Ethem Çavuş’un anılarından, kadın madencilerin de olduğunu öğreniyoruz. Hem de yeraltı amelesi olarak. En bilinenleri de Gülsüm Hatun’muş. Gülsüm Hatun, şafakta kandilini yakar, şalvarının kemerine azığını yerleştirir ocağa inermiş. Çavuş onu “Madenciliğin koca anası!” diye ünlüyor.
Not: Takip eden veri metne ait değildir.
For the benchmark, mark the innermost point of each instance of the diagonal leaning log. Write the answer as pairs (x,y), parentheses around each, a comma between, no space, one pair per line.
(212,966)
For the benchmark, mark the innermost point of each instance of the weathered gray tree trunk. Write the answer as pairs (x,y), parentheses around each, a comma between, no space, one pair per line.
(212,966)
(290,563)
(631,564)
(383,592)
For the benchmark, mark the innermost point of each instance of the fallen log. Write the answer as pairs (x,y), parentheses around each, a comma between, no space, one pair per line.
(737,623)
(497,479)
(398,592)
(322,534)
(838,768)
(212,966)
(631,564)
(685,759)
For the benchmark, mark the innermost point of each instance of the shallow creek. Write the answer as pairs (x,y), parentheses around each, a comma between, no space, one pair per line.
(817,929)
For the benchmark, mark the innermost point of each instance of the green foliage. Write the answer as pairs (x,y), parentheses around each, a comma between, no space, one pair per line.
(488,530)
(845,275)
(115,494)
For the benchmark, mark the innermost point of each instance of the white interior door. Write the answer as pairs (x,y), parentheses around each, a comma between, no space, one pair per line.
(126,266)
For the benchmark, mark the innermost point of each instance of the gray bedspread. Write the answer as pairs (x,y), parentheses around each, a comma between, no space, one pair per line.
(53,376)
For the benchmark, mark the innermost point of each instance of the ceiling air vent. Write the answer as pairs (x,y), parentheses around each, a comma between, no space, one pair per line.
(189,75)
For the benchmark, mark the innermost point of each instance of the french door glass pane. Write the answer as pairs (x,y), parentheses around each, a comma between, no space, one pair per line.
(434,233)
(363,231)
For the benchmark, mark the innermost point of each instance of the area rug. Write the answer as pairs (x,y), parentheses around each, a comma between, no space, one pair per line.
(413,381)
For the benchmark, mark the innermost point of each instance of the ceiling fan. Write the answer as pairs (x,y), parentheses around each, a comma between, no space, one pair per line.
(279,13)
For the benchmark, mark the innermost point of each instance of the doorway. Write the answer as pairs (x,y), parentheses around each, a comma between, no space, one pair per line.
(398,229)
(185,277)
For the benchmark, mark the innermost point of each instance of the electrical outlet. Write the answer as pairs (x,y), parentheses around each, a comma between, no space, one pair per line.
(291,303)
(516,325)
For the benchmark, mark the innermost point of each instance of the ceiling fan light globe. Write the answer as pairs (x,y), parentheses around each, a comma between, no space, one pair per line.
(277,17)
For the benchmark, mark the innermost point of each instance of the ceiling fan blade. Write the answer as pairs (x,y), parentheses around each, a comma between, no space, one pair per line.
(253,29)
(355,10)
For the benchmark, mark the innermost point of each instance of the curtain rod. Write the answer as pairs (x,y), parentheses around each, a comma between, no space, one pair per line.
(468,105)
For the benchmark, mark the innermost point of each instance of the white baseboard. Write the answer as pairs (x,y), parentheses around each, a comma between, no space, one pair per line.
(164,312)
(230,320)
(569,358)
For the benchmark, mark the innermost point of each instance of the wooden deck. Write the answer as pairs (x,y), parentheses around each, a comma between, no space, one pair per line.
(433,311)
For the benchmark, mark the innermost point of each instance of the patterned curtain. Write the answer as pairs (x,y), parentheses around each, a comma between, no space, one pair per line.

Bakın, neredeyse yüz yıl öncesinden Devrekli Ethem Çavuş ne demiş:
“Ocağa girerken biliyorsunuz ki, orada insanlar ölüyor! Ve ölüm hiç beklenmedik bir anda ve şekilde geliveriyor! Araba çatıyor, ateşnefes kütlüyor, taş düşüyor… Birer ikişer eksiliyorsunuz, kalanlar devam ediyor… Savaş gibi! Burada tabiatla savaşıyorsunuz, farkı bu!
İnsan her şeye alışıyor.. Zamanla ölüm korkusuna da alışılıyorsunuz.. Her şeyin bir sınırı var.. Korkunun da.. O sınır aşıldı mı, artık hürsünüz, korku morku kalmıyor; korkunun yerini bu sefer merak alıyor.. Ben bunu farkında olmadan yaşadım.. Yaralanmaları, ölümleri göre göre, artık bir tür duygu körelmesine uğruyorsunuz.. Köylünüz kazalanıp ölmüş.. Ölüm artık bir şey söylemiyor size.. ‘Nasıl ölmüş?’ sorusu daha ağır basıyor…”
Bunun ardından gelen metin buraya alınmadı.